Simple Completeness Score
The simple score treats all fields equally, providing a general measure of data richness.
personas['completeness_score'] = personas.notna().sum(axis=1) / len(personas.columns)
personas.groupby('persona_type')['completeness_score'].mean().sort_values(ascending=False)persona_type
deceased 0.821415
husband 0.656038
wife 0.651748
baptized 0.629243
mother_of_husband 0.506092
mother_of_wife 0.505186
father_of_husband 0.504492
father_of_wife 0.503755
mother 0.474424
father 0.473651
godmother 0.473372
godparent 0.472822
godfather 0.468216
witness 0.466510
Name: completeness_score, dtype: float64
Weighted Completeness Score
The weighted score assigns higher importance to fields crucial for record linkage (names, dates) and lower weights to supplementary attributes (social condition, residence). This reflects the differential utility of fields in matching algorithms.
weights = {
'name': 0.15,
'lastname': 0.15,
'birth_date': 0.125,
'death_date': 0.125,
'birth_place': 0.10,
'death_place': 0.10,
'legitimacy_status': 0.05,
'marital_status': 0.05,
'social_condition': 0.05,
'gender': 0.05,
'resident_in': 0.05
}
def weighted_completeness(row, weights):
score = 0.0
for col, w in weights.items():
if pd.notna(row[col]):
score += w
return score
personas['weighted_completeness'] = personas.apply(weighted_completeness, axis=1, weights=weights)

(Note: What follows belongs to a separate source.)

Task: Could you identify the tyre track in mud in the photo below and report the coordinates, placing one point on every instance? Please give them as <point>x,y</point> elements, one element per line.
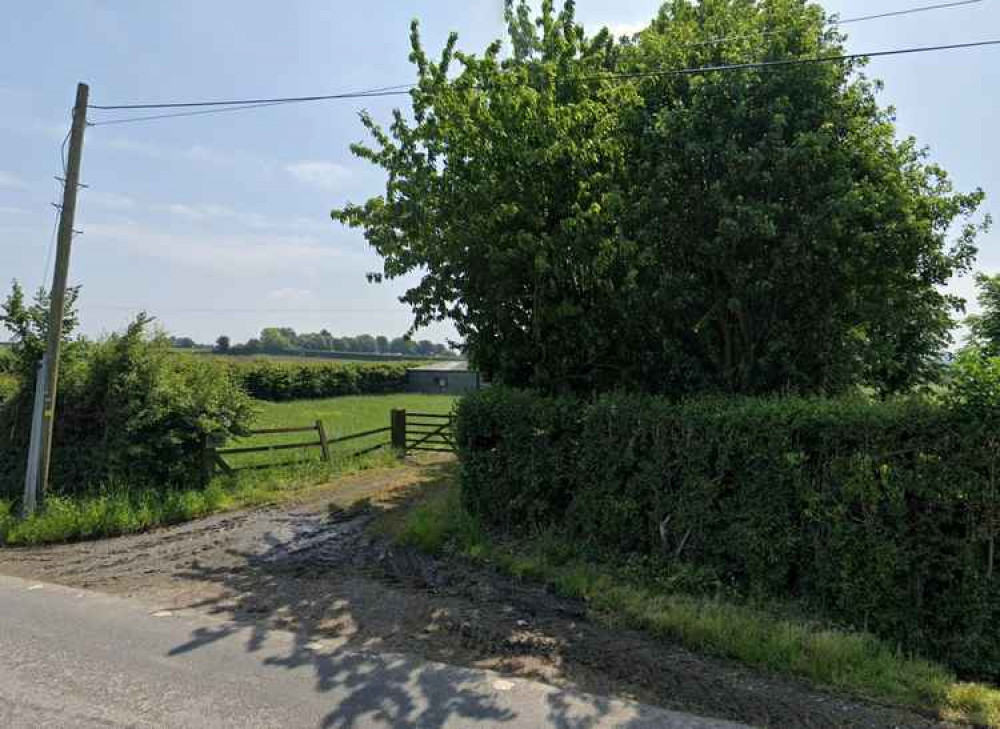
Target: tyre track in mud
<point>317,568</point>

personas.groupby('persona_type')['weighted_completeness'].mean().sort_values(ascending=False)persona_type
deceased 0.836722
baptized 0.549558
husband 0.536738
wife 0.531650
mother_of_husband 0.379222
mother_of_wife 0.378410
father_of_husband 0.375177
father_of_wife 0.374687
mother 0.354728
father 0.354641
godparent 0.354218
godmother 0.354199
godfather 0.350332
witness 0.349647
Name: weighted_completeness, dtype: float64
Comparison of Completeness Metrics
Visualizing the relationship between simple and weighted completeness reveals how different persona types vary in their possession of high-priority fields.
# plot correlation between completeness_score and weighted_completeness
import matplotlib.pyplot as plt
import seaborn as sns
plt.figure(figsize=(10, 6))
sns.scatterplot(data=personas, x='completeness_score', y='weighted_completeness', hue='persona_type')

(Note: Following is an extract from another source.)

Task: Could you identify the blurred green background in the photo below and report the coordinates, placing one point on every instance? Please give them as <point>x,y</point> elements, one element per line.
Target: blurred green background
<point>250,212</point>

plt.title('Correlation between Completeness Score and Weighted Completeness')
plt.xlabel('Completeness Score')
plt.ylabel('Weighted Completeness')
plt.legend(title='Persona Type', bbox_to_anchor=(1.05, 1), loc='upper left')
plt.tight_layout()
plt.show()
Summary and Implications
The quality assessment reveals that the persona extraction process successfully preserved historical information with high fidelity:
- Name completeness is excellent for most persona types, with missing names concentrated in expected categories (e.g., godparents, witnesses)
- Parental linkages are nearly complete (>99%) for both legitimate and illegitimate children, enabling family reconstruction
- Temporal and spatial data show variable completeness depending on persona type, reflecting the original documentary practices
- Weighted completeness scores indicate that core linkage fields (names, dates) are well-populated across persona types
These results suggest that the dataset is well-suited for probabilistic record linkage, with sufficient information density to support robust matching algorithms while retaining the historical nuances present in the original sacramental registers.